The imminent newspaper war between Trinity Mirror and Chris Bullivant can be won by the entrepreneur, according to Marc Reeves, the former Birmingham Post editor who now edits The Business Desk in the West Midlands.
Bullivant is set to launch a rival Birmingham newspaper in the coming weeks, which has put Trinity Mirror on alert.
Reeves, who left the Trinity Mirror paper earlier this year during its bid to cut costs to the tune of £10 million, told The Drum that he felt that the key to ‘paper war’ was the property advertising market, which he doesn’t believe The Birmingham Mail has a stranglehold over in the region, having only secured the property advertising around a year ago.
“He stands a very good chance as Bullivant knows two markets better than almost anybody,” Reeves said.
“The first market he knows is the newspaper market, the second is the estate agency business. He’s built his newspaper business over 30 years, on the back of excellent relationships with estate agents. He’s had a go in Birmingham before with the Daily News and he’s been busy outside of the city for the last 20 years. It was only a matter of time before he came back to win over the Birmingham estate agents like he’s won over Solihull, Bromsgrove, Coventry and other places before.”
Reeves added that while there was revenue to be made from the property advertising run within its pages, Trinity Mirror would be more worried about the effect that losing the advertising would have on its sales figures.
“It can give you a good five or 10 percent uplift on your average daily sales, sometimes more.
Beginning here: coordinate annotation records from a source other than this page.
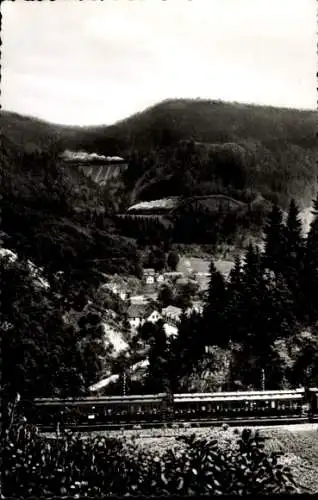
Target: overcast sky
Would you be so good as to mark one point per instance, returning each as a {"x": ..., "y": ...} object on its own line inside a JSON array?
[{"x": 96, "y": 62}]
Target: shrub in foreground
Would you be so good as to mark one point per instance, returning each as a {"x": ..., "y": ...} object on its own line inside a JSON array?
[{"x": 33, "y": 465}]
Some papers sell double on their property days than they do on their normal days, although I don’t think that the margin is quite the same with the Mail, but it is enough to make you hurt when you lose it and enough to make you happy when you gain it.”
Trinity Mirror, as it readies itself for the battle, has chosen to close down its glossy lifestyle magazine Living, and has seconded those members of staff who worked on the magazine onto an ‘unknown project’.
“Bullivant made some interesting comments to us a couple of weeks ago in an interview to say that ‘newspapers are no longer a high margin business. ’ So he’s coming into it with a smaller operation and saying that he is happy with smaller margins that the big boys and that he can do it for less with a lower cost base," continued Reeves.
"He’s offering pretty much the same thing to the market in terms of the newspaper itself and the advertising service. It’s really hard for big publishers who are really weighed down with commitments and several decades of publishing."